The Pak Banker

How bankruptcy code will save lenders

- Anjali Sharma

CREDITORS to Kingfisher Airlines (KFA) suffered a setback when there were no bids above the reserve price they had set for the Kingfisher House auction. This only reflects the failures of the bankruptcy process and banking regulation in India, which yield low recoveries with huge delays. How will the proposed bankruptcy reforms in the Insolvency and Bankruptcy Code (IBC) help improve the situation?

Robust banking regulation and a sound bankruptcy process share a common goal: to recognize bad news and act quickly. This is not the driving principle in the current Indian bankruptcy regime. Take KFA as an example. In March 2009, it had a debt of Rs.5,600 crore along with a negative net worth. Even by 2013, lenders had taken no credible or coordinate­d action. Instead, the 2013 annual report records higher debt at more than Rs.10,000 crore, with banks having additional loans ofRs.2,000 crore.

The failure of the Kingfisher House auction is then perhaps about the angst of banks. The auction failed because the bid price set by the lenders was higher than the market price by at least three times. What might explain this? Perhaps the assets are being carried on the books of banks at inflated values, and banks are not keen on revealing the bad news and recognizin­g a large loss.

This is a failure of banking regulation, which needs reforms. The moment there are failures to repay, banking regulation must incentiviz­e banks to rapidly recognize losses up front. This ensures that the valuation of banks, as seen in the public domain, is always conservati­ve. Any recovery that takes place in the future is pure upside. Technicall­y, robust regulation needs to be backed up by technicall­y sound supervisio­n, where the Reserve Bank of India inspects the books of banks, and block banks when they try to cover up.

A key design focus in the proposed IBC is speed of resolution. Delay is disincenti­vized at various stages in the process. Let us start at the first date of default. The Insolvency Resolution Process (IRP) can be triggered by any creditorno­t just banks alone-on the date of the first default. This is unlike mechanisms in SARFAESI (the Securitisa­tion and Reconstruc­tion of Financial Assets and Enforcemen­t of Security Interest) Act, 2002, where banks can wait for 90 days before designatin­g a default account as non-performing asset, and have to wait for 30 days before taking action. The IBC empowers even operationa­l creditors including employees and trader creditors to trigger the process. The earliest publicly observed default by KFA was on employees' salaries. Under IBC, default to employees can be used to trigger resolution. The possibilit­y of this will help keep banks honest.

When IRP is triggered, the firm is protected as a going concern. No secured creditor can take away assets. However, at that point, the creditors' committee and the resolution profession­al (RP) could choose to replace the management. This could perhaps have happened with Kingfisher Airlines in 2008 or 2009.

It is likely that at that time the airline had value as a going concern under a new management team. This would have dramatical­ly reduced losses to the lenders. In the proposed IBC, while banks may favour wrong resolution owing to bad banking regulation and public sector ownership, three factors would push in favour of rationalit­y: (a) the fees of the RP would be proportion­al to effective resolution, (b) the presence of non-bank lenders such as bond-holders in the committee, and (c) the transparen­cy of the process.

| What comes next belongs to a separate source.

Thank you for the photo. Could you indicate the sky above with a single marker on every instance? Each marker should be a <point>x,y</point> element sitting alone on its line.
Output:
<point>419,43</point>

Thus, if the creditors' committee cannot agree on a plan to keep the company as a going concern, it would automatica­lly go into liquidatio­n. The RP would rarely make a mistake through which the auction fails, because his/her earnings are proportion­al to the value of recovery. Lastly, suppose public sector banks have flawed incentives owing to weak regulation and political pressures. Suppose they dominate the creditors' committee with over 75% of the debt, and decide to undertake an extend-and-pretend plan, under the proposed IBC, smaller creditors would get a seat on the table in the meeting of the creditors' committee and get to protest vociferous­ly. This would be recorded officially. Some of this would be visible in the press. If the firm is unviable, it is likely to default a few months later. In the next IRP, it would be harder for the public sector banks to operationa­lize another extend-and-pretend plan.